James Alexander Barry (January 13, 1886 – May 21, 1950) was a politician in Manitoba, Canada. He served in the Legislative Assembly of Manitoba from 1936 to 1941 as a member of the Conservative Party.

Barry was born in Winnipeg, the son of Michael Joseph Barry and Ellen Curless, who had come to Manitoba from New Brunswick in 1879. He was educated at St. Mary's and Immaculate Conception Schools. Barry worked for the Canadian Pacific Railway as head clerk of the superintendent's office in Winnipeg. He served on Winnipeg city council from 1921 to 1925. In 1927, he married Delmar Erickson.

He first ran for the Manitoba legislature in the 1932 provincial election, in the constituency of Winnipeg. At the time, Winnipeg elected ten members via a single transferable ballot. Barry finished seventeenth on the first count, as was defeated on transfers.

He fared better in the 1936 election, finishing sixth on the first count and securing election on the sixteenth.

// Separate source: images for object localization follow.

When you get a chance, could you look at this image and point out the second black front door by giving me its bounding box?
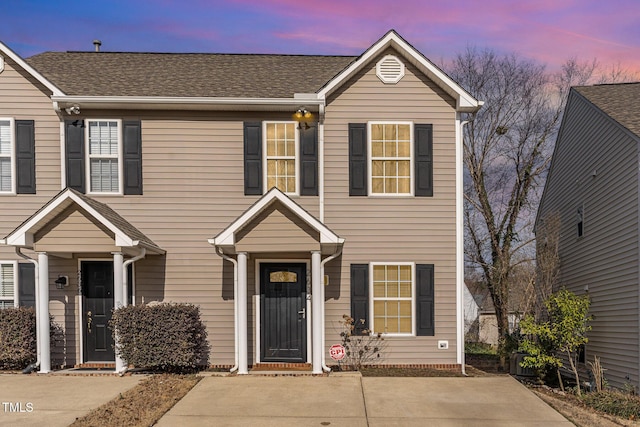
[82,261,115,362]
[260,263,307,362]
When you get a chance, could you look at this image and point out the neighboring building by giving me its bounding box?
[536,82,640,389]
[0,30,481,374]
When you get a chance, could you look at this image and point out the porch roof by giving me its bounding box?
[1,188,164,254]
[209,187,344,253]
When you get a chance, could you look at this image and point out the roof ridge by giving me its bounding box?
[38,51,358,58]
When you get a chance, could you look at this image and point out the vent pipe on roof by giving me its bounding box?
[93,40,102,52]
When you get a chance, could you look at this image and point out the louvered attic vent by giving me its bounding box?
[376,55,405,84]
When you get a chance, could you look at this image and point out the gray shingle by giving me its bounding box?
[575,82,640,137]
[25,52,357,98]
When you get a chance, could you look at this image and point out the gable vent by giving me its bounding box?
[376,55,405,84]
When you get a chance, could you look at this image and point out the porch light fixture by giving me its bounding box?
[54,275,69,289]
[65,105,80,115]
[294,108,312,120]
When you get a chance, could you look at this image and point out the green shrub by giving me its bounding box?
[581,390,640,420]
[110,303,210,372]
[465,341,497,355]
[0,307,36,369]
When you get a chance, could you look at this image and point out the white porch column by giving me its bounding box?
[311,251,322,374]
[37,252,50,373]
[112,252,126,372]
[237,252,248,375]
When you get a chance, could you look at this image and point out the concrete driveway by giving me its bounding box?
[157,374,572,426]
[0,374,141,427]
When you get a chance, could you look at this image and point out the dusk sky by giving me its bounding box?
[2,0,639,73]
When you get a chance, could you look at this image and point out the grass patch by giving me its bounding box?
[70,374,200,427]
[581,390,640,420]
[465,341,497,355]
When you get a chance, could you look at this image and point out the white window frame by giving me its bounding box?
[85,119,123,195]
[369,262,416,336]
[367,121,414,197]
[263,121,299,196]
[0,118,16,195]
[0,261,18,308]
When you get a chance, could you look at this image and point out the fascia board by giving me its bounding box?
[0,41,65,97]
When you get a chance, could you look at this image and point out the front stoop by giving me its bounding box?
[249,363,326,376]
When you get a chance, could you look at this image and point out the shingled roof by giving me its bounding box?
[25,52,357,98]
[575,82,640,137]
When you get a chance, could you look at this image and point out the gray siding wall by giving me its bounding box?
[537,90,640,389]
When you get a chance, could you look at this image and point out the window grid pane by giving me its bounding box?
[88,121,119,192]
[0,158,11,192]
[372,264,412,334]
[0,121,10,155]
[370,123,411,194]
[265,122,296,193]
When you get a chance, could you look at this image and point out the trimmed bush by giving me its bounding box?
[0,307,36,369]
[110,303,210,372]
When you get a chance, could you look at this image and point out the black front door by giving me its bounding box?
[260,263,307,362]
[82,261,115,362]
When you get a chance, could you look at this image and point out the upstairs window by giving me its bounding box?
[372,263,414,335]
[87,120,121,193]
[370,122,412,195]
[0,119,13,193]
[264,122,298,194]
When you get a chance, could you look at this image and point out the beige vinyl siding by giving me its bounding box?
[323,49,459,364]
[537,90,639,389]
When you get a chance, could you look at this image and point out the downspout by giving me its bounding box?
[216,246,239,373]
[122,248,146,307]
[318,104,325,222]
[320,243,344,372]
[457,116,470,376]
[15,248,40,372]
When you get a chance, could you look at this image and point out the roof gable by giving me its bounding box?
[2,188,163,253]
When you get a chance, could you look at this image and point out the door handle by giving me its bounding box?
[298,308,306,319]
[87,311,92,333]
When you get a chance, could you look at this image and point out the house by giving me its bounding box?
[0,30,482,374]
[536,82,640,389]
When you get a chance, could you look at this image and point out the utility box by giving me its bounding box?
[510,352,536,377]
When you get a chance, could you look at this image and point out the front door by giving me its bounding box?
[260,263,307,362]
[82,261,115,362]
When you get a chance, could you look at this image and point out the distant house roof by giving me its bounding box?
[25,52,356,98]
[575,82,640,137]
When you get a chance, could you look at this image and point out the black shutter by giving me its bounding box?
[415,124,433,197]
[300,122,318,196]
[244,122,262,195]
[123,120,143,195]
[348,123,367,196]
[416,264,435,336]
[65,120,85,193]
[15,120,36,194]
[18,263,36,308]
[350,264,369,335]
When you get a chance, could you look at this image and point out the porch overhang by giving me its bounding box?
[2,188,164,255]
[209,187,344,254]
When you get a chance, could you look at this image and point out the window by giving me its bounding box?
[264,122,298,194]
[0,262,17,309]
[87,120,122,194]
[369,122,413,195]
[577,206,584,237]
[0,119,14,193]
[371,263,414,335]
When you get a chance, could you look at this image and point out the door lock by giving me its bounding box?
[298,308,306,319]
[86,311,92,333]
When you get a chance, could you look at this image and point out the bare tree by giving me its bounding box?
[446,48,596,363]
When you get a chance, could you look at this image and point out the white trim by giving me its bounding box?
[456,115,465,367]
[262,121,300,196]
[0,41,65,96]
[0,118,16,195]
[0,55,4,74]
[316,31,481,112]
[5,189,137,248]
[367,121,414,197]
[59,121,66,191]
[0,260,18,308]
[85,119,124,195]
[211,187,343,247]
[254,258,311,365]
[369,262,416,336]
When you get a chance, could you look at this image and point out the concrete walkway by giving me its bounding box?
[157,374,573,426]
[0,374,141,426]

The Conservatives lost this election to the Liberal-Progressives, and Barry served on the opposition benches for the next four years.

In 1940, the Conservatives joined with the Liberal-Progressives and two other parties in a wartime coalition government. Barry supported the coalition, and served as a government backbencher.

Running for re-election in the 1941 election, Barry finished ninth on the first count but fared poorly on transfers. He was eliminated after the eighteenth tally.

He died in Vancouver at the age of 64.